Andrea Tacconi: “La mentalità fa la differenza nella crescita di un calciatore”
Nell’intervista rilasciata in esclusiva a GBT Magazine, Andrea Tacconi della Junic Football Agency offre una riflessione lucida sulla cultura sportiva italiana e sul modo in cui oggi si formano i calciatori. Le sue parole tracciano un percorso chiaro: per crescere talenti veri serve una visione più ampia, che vada oltre il risultato immediato.
Tacconi parte da un’analisi generale del contesto sportivo nazionale: “L’Italia ha una forte tradizione sportiva, basata su disciplina e competitività. Tuttavia, spesso è stata più orientata al risultato che alla formazione completa dell’atleta. Oggi è fondamentale sviluppare una cultura sportiva che metta al centro crescita, professionalità e continuità.” Un cambio di paradigma necessario, secondo lui, per restituire profondità e prospettiva al percorso degli atleti.
Quando si parla di calcio, la sua posizione è altrettanto netta. “Sì, ed è tra le più importanti al mondo. Il calcio italiano ha sempre formato giocatori molto preparati tatticamente e mentalmente. La sfida attuale è unire questa tradizione con lo sviluppo tecnico individuale e una mentalità moderna e internazionale.” Una tradizione forte, dunque, che però deve evolvere per restare competitiva.
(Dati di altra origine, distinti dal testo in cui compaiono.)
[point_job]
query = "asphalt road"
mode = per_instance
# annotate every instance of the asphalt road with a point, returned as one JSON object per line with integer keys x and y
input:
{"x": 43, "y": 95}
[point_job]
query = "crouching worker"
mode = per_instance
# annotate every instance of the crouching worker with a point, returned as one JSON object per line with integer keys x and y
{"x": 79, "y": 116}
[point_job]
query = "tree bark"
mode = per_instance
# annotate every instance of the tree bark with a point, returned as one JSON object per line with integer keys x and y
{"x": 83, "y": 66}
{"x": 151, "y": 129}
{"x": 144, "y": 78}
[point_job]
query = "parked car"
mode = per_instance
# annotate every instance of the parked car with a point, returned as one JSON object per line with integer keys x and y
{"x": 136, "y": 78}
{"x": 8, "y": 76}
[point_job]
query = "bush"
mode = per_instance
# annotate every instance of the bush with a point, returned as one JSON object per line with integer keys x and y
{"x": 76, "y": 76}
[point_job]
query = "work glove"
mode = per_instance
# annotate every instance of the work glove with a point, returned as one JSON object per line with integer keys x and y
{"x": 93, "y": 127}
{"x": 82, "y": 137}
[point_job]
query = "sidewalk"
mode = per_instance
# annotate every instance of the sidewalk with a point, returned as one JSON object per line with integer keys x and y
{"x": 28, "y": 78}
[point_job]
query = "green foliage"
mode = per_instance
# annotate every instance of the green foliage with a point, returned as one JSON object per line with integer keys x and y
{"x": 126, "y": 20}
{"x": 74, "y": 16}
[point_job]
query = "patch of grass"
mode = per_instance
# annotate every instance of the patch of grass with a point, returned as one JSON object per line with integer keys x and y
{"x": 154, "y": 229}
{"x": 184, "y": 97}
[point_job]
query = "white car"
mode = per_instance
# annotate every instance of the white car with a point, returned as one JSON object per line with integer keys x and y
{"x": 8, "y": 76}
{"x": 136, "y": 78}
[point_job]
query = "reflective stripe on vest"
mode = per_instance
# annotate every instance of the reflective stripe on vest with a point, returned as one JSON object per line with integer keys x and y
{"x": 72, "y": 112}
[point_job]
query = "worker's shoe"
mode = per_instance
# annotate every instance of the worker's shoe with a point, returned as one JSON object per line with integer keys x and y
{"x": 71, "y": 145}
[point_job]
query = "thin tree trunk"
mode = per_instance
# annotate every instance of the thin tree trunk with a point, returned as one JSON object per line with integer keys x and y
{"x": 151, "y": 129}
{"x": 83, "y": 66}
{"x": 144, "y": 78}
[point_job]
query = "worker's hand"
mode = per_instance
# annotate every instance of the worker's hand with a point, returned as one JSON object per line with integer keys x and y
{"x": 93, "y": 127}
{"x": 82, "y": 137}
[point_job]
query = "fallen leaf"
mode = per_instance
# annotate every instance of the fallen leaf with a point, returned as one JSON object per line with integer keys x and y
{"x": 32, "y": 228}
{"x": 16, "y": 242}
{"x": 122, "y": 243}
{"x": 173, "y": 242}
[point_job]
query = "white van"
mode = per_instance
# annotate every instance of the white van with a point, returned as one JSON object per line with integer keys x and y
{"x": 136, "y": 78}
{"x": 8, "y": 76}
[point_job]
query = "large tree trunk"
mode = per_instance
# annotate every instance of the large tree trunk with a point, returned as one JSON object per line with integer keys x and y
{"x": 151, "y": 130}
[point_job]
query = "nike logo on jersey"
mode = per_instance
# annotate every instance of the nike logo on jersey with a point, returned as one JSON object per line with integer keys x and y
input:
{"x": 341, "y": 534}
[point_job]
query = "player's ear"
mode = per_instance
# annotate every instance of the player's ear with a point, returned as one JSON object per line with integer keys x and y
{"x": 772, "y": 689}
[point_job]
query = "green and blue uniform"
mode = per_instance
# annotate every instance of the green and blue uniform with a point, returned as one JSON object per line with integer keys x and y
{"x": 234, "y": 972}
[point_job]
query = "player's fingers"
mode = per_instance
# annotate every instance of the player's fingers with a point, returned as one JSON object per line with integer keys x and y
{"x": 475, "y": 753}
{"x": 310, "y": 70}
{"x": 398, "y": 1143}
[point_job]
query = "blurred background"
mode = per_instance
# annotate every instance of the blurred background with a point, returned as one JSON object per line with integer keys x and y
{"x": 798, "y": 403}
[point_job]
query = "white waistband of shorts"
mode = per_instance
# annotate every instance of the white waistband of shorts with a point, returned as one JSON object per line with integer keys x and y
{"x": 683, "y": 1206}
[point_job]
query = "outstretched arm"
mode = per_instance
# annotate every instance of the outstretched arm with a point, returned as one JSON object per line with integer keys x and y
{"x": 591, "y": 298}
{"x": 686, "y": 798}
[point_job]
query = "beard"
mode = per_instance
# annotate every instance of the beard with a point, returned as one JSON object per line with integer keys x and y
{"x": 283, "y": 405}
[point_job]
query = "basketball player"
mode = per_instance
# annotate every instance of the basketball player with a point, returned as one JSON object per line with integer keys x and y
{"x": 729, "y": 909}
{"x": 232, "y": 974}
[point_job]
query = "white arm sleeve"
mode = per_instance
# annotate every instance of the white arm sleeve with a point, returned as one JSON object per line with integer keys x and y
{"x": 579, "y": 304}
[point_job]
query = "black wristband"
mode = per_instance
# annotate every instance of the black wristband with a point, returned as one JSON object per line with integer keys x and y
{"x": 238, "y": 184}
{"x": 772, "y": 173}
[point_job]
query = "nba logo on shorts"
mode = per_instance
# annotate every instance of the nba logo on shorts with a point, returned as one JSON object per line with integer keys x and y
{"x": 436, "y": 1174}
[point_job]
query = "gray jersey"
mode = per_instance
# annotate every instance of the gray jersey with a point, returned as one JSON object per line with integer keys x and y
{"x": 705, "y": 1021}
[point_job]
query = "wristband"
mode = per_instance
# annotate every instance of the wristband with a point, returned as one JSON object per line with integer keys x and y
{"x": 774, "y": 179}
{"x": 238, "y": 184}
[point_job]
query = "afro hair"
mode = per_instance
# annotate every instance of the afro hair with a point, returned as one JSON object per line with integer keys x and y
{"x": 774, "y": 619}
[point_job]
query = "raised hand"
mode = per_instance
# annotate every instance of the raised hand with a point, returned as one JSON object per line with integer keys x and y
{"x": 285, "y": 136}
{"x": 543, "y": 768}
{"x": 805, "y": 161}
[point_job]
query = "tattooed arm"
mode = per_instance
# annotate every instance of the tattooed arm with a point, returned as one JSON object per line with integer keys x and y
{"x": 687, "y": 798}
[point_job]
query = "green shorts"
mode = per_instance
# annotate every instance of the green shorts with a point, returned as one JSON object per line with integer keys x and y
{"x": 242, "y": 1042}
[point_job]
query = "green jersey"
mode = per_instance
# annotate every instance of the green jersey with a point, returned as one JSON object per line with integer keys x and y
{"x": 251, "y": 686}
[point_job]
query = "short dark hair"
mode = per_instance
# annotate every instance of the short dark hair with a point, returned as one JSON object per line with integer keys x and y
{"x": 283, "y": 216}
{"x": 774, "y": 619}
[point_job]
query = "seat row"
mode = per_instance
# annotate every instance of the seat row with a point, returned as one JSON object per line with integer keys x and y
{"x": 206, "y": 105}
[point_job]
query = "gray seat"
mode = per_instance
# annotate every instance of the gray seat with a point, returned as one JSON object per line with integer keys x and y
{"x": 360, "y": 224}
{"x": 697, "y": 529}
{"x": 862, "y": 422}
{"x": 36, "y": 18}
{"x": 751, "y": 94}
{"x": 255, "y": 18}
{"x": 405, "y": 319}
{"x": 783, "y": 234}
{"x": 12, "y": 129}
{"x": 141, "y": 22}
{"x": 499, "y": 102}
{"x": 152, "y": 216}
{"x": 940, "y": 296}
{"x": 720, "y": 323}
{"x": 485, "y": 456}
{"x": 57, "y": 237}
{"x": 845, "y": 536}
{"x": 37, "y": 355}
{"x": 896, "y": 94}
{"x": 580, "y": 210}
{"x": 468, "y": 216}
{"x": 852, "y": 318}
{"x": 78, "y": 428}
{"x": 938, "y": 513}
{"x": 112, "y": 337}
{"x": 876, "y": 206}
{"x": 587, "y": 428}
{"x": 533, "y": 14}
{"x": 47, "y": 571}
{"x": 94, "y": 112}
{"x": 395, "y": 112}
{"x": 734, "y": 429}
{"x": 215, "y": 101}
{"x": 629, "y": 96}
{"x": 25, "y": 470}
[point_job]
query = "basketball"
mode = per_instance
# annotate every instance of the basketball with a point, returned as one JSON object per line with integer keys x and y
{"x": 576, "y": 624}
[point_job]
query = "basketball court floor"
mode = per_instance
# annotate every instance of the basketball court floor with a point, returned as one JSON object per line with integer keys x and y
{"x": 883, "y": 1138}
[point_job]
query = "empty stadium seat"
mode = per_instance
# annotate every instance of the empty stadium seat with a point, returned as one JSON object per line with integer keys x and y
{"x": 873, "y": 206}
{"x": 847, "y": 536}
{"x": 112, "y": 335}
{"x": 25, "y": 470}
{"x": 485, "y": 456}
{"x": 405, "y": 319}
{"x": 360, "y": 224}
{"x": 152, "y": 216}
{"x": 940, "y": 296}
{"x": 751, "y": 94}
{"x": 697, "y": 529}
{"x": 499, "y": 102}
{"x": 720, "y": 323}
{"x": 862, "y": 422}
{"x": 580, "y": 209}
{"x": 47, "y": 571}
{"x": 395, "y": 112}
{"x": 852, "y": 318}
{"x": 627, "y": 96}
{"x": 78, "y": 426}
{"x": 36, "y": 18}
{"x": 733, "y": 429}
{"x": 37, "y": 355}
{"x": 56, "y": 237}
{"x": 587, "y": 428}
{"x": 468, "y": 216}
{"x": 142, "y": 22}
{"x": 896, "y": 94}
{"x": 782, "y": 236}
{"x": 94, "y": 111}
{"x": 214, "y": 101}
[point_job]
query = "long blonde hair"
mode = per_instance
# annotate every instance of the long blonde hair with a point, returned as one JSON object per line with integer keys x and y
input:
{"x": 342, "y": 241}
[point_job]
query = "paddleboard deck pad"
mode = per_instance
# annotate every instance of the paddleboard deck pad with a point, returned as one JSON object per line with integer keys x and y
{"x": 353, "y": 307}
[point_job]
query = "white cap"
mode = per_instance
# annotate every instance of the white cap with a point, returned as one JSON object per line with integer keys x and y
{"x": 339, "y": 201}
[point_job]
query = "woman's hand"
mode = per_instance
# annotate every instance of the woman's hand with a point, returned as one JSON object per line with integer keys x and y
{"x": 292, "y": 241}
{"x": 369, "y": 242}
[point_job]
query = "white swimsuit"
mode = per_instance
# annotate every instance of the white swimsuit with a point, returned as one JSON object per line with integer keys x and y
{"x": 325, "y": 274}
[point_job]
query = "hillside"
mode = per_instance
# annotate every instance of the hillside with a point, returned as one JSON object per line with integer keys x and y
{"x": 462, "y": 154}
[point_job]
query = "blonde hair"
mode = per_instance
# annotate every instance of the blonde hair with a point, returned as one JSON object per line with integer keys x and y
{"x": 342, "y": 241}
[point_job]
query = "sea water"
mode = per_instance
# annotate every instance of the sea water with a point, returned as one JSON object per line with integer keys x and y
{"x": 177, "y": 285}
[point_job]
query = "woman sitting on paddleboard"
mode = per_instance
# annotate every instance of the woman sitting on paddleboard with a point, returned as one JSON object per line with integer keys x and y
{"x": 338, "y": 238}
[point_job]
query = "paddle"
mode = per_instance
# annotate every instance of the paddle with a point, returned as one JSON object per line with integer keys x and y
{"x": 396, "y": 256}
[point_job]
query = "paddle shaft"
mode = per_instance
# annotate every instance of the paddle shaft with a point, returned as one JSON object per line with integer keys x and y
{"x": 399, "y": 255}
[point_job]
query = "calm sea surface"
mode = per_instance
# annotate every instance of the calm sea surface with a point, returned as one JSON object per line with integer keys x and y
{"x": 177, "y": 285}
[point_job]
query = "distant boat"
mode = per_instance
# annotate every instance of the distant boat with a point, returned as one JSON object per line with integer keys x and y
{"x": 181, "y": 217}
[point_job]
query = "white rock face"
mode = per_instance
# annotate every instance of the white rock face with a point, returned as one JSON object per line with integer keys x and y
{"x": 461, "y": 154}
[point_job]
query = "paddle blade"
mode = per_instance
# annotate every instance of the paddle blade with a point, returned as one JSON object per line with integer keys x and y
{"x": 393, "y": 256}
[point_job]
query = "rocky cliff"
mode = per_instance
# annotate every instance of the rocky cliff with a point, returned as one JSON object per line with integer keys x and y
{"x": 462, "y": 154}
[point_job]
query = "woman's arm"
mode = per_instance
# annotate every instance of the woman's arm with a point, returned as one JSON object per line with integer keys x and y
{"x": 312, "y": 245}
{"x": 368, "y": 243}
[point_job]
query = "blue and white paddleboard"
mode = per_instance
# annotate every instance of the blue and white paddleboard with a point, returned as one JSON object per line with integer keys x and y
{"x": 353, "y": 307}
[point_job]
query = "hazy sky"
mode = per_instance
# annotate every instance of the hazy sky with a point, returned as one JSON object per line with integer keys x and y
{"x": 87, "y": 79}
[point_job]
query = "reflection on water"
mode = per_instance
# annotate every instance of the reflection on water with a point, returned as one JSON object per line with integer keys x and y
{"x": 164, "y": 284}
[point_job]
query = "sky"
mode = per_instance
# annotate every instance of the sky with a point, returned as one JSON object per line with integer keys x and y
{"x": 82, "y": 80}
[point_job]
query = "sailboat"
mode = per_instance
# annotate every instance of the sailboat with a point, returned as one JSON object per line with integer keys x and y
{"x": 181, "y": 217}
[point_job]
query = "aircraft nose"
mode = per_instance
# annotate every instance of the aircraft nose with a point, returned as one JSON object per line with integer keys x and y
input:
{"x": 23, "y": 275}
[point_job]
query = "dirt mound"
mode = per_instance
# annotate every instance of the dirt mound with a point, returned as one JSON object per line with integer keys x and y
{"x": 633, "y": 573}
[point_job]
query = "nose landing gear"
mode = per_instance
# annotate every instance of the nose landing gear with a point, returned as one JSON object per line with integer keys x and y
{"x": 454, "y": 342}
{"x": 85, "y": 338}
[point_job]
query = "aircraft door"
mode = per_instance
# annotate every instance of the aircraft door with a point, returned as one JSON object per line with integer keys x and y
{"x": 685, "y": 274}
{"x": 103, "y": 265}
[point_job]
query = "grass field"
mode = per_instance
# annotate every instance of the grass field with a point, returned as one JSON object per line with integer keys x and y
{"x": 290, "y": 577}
Entrando nel merito della valutazione dei giovani, Tacconi spiega come la Junic Football Agency analizzi il potenziale dei calciatori. “Valutiamo tecnica, intelligenza calcistica, struttura fisica e capacità decisionale. Ma l’aspetto principale è la mentalità: osserviamo atteggiamento, personalità, capacità di apprendere e gestione delle difficoltà. La mentalità determina il reale potenziale.” È un approccio che mette al centro la persona prima ancora dell’atleta.
Non sorprende, quindi, che la qualità più difficile da allenare sia proprio quella. “La mentalità. Tecnica e atletica si sviluppano con il lavoro, ma mentalità, disciplina e continuità dipendono dalla struttura personale del giocatore. È ciò che determina la differenza nel lungo periodo.”
Tacconi riconosce che esistono ancora giovani disposti a vivere con sacrificio la vita da atleta, ma non sono la maggioranza. “Sì, ma sono pochi. I giocatori che emergono sono quelli che mantengono disciplina, equilibrio e professionalità ogni giorno. Il talento da solo non basta, serve costanza.”
Un altro tema centrale è la gestione dei comportamenti fuori dal campo, spesso determinanti quanto le prestazioni in partita. “Lavoriamo sulla responsabilità e sulla mentalità professionale. Aiutiamo il calciatore a capire che ogni comportamento incide sulla sua carriera. La crescita personale è parte fondamentale dello sviluppo sportivo.”
Infine, Tacconi racconta come opera la Junic Football Agency, delineando un modello di lavoro strutturato e conforme alle normative. “La Junic Football Agency si occupa di scouting, sviluppo e gestione del percorso dei calciatori. Individuiamo giovani talenti, li seguiamo nella loro crescita tecnica, mentale e professionale e li supportiamo nelle scelte sportive più adatte al loro sviluppo. Collaboriamo con procuratori regolarmente abilitati e altri professionisti del settore per la gestione dei mandati e degli aspetti contrattuali, garantendo un percorso strutturato e conforme alle normative. Il nostro obiettivo è costruire carriere solide e durature, valorizzando al massimo il potenziale di ogni atleta.”
Le parole di Andrea Tacconi restituiscono l’immagine di un professionista che conosce profondamente il calcio e le sue dinamiche evolutive. La sua visione mette al centro ciò che davvero fa la differenza: mentalità, responsabilità, formazione globale. Una direzione chiara, che racconta non solo la filosofia della Junic Football Agency, ma anche la strada che il calcio italiano deve percorrere per tornare competitivo e sostenibile.